Monday, July 7, 2008

Gardening as Therapy

A psychotherapist once gave me a relaxation exercise: focus your eyes on a spot on the floor. Slowly name five things you see with your peripheral vision, then five things your body feels, then five things you hear. Repeat the process naming four things you see, feel, hear, then three, then two, then one. When you finish the process you are relaxed and at peace.

It works amazingly. When I finish, my body and soul and mind are slowed down. It is great therapy.

Gardening does the same for the members of my gardening group. Sheryl Hixson went right to the point when she described her reason for gardening: “It is very therapeutic and I enjoy it.

Karen Schiebout expanded: “Greg and I call our garden our therapy, even at this time of year when it looks more like a weed haven. But just wait. There’s always next year. . . .”

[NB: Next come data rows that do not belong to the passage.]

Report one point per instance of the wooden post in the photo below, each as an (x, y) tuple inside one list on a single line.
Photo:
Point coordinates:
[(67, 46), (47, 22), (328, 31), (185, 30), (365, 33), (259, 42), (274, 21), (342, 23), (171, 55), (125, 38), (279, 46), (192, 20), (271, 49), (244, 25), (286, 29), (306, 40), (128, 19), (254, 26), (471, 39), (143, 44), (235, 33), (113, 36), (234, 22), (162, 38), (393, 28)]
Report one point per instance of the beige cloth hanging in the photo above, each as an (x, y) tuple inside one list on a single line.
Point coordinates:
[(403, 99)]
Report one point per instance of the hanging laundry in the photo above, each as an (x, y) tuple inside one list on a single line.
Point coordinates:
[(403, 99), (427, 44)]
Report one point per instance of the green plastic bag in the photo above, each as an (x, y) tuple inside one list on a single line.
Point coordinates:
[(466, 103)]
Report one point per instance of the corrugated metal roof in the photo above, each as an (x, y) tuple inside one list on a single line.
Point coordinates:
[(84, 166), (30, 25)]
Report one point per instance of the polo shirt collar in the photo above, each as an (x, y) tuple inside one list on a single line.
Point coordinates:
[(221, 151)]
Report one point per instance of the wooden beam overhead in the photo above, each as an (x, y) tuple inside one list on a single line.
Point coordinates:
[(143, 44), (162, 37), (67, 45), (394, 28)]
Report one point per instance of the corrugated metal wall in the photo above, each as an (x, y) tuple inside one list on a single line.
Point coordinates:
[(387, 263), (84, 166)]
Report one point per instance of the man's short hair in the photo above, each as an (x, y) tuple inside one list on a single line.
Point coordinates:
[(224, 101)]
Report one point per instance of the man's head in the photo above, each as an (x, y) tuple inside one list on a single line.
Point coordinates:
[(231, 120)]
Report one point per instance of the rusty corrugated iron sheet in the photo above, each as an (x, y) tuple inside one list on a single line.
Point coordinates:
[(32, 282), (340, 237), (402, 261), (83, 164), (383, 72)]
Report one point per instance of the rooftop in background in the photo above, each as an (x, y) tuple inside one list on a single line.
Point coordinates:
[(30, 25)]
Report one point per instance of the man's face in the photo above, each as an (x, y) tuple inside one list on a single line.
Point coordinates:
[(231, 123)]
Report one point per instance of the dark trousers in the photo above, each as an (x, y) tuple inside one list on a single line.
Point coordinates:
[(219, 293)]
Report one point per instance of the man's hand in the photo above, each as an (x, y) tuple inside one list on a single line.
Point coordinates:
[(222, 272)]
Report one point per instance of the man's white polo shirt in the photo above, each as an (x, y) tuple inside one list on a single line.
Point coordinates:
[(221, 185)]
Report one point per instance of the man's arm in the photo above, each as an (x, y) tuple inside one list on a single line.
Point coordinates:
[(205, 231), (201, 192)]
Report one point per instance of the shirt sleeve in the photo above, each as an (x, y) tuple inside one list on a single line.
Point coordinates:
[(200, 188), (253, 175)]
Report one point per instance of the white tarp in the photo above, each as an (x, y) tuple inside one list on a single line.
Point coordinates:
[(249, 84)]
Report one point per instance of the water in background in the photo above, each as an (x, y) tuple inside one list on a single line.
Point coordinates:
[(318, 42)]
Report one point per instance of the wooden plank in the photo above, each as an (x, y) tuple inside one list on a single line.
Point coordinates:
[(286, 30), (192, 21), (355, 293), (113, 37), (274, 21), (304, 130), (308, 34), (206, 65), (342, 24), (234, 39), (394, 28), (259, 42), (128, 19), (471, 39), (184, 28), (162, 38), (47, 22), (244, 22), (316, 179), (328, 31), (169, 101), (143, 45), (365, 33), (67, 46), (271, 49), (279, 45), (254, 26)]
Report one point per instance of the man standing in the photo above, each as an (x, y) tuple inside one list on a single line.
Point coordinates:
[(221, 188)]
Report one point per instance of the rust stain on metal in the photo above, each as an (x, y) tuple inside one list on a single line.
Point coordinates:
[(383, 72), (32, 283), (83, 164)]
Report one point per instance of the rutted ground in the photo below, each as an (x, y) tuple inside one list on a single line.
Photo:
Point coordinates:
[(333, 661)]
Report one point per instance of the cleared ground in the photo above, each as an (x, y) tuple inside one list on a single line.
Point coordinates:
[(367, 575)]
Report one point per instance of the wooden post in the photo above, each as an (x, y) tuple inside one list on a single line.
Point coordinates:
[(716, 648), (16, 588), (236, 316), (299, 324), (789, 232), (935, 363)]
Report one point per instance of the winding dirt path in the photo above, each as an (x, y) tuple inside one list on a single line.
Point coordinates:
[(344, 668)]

For Linda Jansen, the therapy is a contrast to her job. “It is calming for the mind and soul. I felel renewed when I can go outside and work in the garden after sitting behind a computer all day.”

For these people and for many other people, gardening produces feelings of peace and wellbeing, probably in multiple ways. We get fresh air and exercise. Our spirits brighten in the sunshine. We experience a change of pace and place. We become part of a process that is bigger than we are, and it produces hope. It opens our eyes, ears, and senses to the world outside of us.

The gardening process does this—as well as the garden itself. Mary De Jong commented, “When I come home to a plant blooming in my yard, it is like coming home to a smile.”

What could be more therapeutic than that?